The Europe view:
The Michelin teams were offered 3 solutions according to the rules:
1. Drive slower at this turn
2. Change tires every ten laps and receive the punish for that
3. install the new tires Michelin flewed in over night and do the race with new
tires an be punished for changing tires.
The Michelin teams wanted a track change ( chicane) which is against the FIA
rules because the tracklength is changed, the drivers didn't practise on and
the chicane isn't accepted by the FIA officials.
Black day for the F1 reputaion - especialy in USA. Sad for the paying people at
the track.
Chris
----- Original Message -----
From: "Joe Curry" <spitlist@cox.net>
To: "'Bill Babcock'" <BillB@bnj.com>; <KLynch7589@aol.com>; <fot@autox.team.net>
Sent: Sunday, June 19, 2005 10:32 PM
Subject: RE: F1's Cluster
> According to what I heard on SPEED, if they had installed the chicane,
> the FIA said that the race would be run without sanction and therefore
> the points would not count.
>
> Joe C.
>
> -----Original Message-----
> From: Bill Babcock [mailto:BillB@bnj.com]

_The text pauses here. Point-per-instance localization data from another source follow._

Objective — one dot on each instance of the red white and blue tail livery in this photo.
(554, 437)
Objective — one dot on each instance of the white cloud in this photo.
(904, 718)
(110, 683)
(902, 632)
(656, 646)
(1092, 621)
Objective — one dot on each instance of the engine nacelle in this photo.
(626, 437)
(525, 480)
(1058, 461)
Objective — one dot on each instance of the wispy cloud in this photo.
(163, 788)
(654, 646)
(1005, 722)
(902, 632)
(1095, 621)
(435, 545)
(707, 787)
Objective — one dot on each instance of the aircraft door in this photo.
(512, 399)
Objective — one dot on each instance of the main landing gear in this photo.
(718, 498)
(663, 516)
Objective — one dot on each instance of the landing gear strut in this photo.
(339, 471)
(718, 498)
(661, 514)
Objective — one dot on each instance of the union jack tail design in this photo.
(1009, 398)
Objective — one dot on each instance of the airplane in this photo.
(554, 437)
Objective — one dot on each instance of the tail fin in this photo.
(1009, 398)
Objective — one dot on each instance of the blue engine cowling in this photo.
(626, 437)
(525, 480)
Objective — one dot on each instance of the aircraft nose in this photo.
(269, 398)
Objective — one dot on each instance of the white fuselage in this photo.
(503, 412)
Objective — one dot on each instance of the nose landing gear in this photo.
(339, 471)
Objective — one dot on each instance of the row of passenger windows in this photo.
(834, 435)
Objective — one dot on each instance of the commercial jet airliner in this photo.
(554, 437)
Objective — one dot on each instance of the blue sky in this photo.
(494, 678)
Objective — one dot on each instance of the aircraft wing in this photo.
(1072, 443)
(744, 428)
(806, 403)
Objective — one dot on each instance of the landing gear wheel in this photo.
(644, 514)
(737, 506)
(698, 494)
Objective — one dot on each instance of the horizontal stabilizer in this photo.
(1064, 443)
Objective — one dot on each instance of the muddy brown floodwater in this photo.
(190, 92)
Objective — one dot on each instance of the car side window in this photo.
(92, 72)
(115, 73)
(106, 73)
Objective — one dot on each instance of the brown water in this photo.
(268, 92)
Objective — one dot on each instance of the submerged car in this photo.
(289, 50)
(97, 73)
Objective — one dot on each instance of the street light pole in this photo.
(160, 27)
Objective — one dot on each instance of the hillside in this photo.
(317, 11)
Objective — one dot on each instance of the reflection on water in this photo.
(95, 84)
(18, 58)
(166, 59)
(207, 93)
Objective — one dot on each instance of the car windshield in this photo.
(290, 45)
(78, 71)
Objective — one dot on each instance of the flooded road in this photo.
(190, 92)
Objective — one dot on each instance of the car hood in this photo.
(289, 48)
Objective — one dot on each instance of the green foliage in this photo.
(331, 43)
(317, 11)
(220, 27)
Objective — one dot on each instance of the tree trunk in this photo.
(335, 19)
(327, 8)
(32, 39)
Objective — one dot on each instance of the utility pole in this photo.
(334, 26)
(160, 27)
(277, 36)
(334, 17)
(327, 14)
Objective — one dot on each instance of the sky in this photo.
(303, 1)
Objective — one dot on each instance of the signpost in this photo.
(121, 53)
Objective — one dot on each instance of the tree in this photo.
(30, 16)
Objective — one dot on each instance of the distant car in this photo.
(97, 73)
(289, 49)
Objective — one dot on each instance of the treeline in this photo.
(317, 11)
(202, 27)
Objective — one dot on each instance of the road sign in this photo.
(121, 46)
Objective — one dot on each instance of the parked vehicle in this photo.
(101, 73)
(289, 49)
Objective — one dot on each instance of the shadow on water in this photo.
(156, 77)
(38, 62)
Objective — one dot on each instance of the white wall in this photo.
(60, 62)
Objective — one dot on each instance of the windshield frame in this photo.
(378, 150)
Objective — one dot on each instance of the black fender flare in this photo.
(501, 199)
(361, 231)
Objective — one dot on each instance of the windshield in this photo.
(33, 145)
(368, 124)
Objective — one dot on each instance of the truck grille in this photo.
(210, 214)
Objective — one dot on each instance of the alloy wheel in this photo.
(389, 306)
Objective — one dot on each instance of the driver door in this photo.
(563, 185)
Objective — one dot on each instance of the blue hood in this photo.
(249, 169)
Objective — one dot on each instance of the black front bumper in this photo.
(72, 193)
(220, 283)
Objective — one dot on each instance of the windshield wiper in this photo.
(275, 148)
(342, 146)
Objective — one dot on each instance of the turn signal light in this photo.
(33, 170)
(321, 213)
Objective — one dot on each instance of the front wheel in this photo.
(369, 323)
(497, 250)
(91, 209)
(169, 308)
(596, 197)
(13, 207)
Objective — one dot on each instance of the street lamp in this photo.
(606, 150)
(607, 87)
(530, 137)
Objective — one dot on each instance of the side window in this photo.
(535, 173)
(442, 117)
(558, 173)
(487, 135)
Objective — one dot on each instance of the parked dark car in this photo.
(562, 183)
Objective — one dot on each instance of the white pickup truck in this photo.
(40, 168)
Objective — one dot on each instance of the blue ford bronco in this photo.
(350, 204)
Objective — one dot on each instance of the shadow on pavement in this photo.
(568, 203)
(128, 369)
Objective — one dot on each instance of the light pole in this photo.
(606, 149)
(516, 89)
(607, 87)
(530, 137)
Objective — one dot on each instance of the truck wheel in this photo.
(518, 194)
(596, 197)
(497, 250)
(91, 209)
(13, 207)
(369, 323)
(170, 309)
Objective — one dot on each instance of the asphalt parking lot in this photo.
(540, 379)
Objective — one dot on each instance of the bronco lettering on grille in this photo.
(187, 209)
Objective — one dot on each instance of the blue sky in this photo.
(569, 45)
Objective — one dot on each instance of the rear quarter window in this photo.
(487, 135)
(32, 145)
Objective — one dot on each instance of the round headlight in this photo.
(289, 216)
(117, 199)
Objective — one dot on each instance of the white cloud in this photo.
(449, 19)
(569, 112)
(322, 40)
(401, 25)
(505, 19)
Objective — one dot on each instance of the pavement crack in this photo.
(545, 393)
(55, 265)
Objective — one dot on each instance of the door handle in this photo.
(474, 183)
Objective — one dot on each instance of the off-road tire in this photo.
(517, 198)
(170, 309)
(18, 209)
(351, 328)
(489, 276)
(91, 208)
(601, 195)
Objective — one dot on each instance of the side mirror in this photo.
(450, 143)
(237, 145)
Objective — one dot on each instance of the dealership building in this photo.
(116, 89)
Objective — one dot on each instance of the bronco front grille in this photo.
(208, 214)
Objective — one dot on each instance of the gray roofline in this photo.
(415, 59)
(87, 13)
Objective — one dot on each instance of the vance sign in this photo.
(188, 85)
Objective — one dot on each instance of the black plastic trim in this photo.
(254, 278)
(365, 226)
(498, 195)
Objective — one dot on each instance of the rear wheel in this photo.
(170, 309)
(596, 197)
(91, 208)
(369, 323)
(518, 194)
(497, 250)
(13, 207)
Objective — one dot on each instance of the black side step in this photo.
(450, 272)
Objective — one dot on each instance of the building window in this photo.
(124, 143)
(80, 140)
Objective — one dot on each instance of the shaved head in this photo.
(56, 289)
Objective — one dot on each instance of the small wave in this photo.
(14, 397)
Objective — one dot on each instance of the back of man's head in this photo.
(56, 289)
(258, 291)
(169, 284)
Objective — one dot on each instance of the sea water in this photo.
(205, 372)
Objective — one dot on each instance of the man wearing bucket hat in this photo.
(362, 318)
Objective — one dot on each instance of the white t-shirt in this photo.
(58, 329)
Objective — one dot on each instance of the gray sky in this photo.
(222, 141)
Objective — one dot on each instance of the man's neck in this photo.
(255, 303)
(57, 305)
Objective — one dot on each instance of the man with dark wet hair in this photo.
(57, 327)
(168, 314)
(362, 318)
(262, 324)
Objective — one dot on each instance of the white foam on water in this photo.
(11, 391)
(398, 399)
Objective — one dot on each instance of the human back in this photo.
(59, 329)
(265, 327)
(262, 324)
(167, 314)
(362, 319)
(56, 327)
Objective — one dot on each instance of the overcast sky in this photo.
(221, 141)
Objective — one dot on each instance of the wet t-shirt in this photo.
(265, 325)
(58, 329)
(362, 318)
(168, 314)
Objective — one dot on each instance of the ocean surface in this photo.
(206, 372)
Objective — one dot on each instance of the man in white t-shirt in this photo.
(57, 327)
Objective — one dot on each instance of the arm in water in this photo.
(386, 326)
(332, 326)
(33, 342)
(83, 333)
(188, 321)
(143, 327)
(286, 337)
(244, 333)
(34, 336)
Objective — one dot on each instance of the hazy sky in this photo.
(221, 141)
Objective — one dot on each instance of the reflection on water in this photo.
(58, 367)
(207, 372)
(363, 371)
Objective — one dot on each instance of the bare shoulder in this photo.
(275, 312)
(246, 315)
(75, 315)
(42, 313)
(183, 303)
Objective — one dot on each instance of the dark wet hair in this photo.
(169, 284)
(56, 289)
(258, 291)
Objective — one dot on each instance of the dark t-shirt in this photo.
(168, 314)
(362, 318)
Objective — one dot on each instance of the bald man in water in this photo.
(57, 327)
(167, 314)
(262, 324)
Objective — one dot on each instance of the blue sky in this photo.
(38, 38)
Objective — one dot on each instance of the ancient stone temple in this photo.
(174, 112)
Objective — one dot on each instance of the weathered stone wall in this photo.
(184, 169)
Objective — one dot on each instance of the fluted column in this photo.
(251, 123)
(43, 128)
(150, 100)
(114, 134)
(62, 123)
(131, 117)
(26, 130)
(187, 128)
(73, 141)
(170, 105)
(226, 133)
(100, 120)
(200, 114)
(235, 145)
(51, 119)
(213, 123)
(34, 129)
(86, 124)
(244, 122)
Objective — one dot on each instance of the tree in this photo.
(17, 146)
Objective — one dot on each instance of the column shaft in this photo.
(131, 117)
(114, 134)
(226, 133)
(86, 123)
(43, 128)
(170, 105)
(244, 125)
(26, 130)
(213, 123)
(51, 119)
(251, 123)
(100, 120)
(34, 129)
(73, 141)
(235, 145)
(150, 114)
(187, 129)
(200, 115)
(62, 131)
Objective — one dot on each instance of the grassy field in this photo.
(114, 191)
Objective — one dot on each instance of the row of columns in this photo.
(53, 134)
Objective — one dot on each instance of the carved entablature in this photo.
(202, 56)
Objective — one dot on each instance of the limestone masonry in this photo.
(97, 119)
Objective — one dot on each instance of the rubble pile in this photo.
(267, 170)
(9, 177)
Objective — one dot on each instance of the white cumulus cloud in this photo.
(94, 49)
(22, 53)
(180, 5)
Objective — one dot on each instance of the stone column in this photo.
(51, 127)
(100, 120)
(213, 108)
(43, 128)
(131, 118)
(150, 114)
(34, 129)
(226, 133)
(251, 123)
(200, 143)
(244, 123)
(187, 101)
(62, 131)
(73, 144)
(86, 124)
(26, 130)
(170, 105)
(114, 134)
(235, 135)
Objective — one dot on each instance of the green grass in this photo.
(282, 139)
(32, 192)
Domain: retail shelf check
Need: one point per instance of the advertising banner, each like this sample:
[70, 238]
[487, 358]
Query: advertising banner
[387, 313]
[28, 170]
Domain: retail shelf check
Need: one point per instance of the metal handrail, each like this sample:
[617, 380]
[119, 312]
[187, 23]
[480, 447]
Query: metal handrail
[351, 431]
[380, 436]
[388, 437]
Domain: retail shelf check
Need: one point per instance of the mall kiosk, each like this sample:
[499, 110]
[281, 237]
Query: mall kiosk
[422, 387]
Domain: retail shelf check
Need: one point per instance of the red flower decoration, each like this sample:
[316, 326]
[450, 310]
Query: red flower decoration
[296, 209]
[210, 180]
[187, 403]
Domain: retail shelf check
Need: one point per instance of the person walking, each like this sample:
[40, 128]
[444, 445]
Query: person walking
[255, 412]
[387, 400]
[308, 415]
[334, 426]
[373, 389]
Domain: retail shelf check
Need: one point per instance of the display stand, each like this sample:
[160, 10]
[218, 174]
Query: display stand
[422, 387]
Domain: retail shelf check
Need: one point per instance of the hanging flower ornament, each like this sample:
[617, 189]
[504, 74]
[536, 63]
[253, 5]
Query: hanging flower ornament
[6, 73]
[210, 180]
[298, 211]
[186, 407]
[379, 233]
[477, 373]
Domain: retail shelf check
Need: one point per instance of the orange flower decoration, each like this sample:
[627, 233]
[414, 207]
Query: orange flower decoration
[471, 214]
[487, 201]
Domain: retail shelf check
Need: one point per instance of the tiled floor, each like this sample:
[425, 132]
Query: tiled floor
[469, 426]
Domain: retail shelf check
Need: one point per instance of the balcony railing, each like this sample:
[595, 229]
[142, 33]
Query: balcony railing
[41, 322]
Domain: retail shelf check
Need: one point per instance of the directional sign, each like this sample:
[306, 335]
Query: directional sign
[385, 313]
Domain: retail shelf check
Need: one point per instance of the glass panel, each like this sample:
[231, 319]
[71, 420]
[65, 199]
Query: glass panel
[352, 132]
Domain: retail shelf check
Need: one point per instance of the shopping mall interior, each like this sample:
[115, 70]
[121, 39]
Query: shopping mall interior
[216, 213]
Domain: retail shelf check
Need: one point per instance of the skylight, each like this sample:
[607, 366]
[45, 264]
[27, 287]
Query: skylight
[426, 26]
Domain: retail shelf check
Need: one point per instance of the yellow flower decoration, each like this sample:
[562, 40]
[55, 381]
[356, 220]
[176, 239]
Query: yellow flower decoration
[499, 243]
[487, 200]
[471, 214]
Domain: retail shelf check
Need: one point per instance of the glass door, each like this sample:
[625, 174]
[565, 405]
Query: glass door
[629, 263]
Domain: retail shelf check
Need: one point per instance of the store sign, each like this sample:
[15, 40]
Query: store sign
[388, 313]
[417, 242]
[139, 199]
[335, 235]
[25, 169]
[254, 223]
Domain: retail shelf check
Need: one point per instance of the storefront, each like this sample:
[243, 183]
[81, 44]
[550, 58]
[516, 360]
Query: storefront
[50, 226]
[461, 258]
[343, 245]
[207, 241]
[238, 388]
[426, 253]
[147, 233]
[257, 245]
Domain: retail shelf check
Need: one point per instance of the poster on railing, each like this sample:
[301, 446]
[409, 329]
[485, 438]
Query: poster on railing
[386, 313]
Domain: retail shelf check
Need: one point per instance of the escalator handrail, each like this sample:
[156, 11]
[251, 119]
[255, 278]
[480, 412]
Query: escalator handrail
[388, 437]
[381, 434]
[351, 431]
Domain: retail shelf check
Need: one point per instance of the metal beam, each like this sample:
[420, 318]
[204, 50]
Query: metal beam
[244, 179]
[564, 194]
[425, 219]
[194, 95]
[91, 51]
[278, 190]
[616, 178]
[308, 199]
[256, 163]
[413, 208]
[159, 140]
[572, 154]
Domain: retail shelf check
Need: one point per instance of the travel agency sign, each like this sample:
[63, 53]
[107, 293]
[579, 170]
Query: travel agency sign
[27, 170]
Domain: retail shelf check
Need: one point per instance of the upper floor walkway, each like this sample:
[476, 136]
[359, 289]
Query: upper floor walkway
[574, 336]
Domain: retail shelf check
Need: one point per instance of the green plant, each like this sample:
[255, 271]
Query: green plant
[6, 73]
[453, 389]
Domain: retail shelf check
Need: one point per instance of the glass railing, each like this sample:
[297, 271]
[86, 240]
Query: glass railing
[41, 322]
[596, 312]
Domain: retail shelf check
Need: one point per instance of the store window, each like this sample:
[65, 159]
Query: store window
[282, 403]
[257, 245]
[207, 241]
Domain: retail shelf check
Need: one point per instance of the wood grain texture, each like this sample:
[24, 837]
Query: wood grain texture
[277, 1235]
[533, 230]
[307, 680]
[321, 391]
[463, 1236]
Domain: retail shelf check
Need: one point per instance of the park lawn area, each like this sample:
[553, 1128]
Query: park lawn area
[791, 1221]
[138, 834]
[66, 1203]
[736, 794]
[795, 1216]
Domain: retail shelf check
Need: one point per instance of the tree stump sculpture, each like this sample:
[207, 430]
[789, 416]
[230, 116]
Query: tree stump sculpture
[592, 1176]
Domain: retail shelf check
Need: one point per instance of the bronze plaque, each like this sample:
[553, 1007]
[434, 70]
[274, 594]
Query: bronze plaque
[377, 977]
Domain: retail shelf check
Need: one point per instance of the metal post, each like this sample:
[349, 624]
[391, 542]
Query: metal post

> Sent: Sunday, June 19, 2005 1:30 PM
> To: 'Joe Curry'; KLynch7589@aol.com; fot@autox.team.net
> Subject: RE: F1's Cluster
>
> I watched the whole debacle. I bet Rubens wants to shoot Michael--what a
> loon. I'm sure the blame will be pointed in every possible direction,
> but
> I'd vote for Michelin. Of course who really can understand what's going
> on
> with the Indy surface, but they should have at least understood they
> were
> going to need something more durable.
>
> If they'd stuck the chicane in then they'd be racing in a configuration
> that
> no one had practiced or qualified on--lot's of room for protest and
> pointing
> fingers, especially if a Bridgestone-shod car crashed there. If they let
> Michelin replace the tires then they'd give a huge advantage to the
> Michelin-shod cars, at a time when Bridgestone has had to struggle
> against
> tire restrictions.
>
> Probably no good answers. The tire rule needs fixing.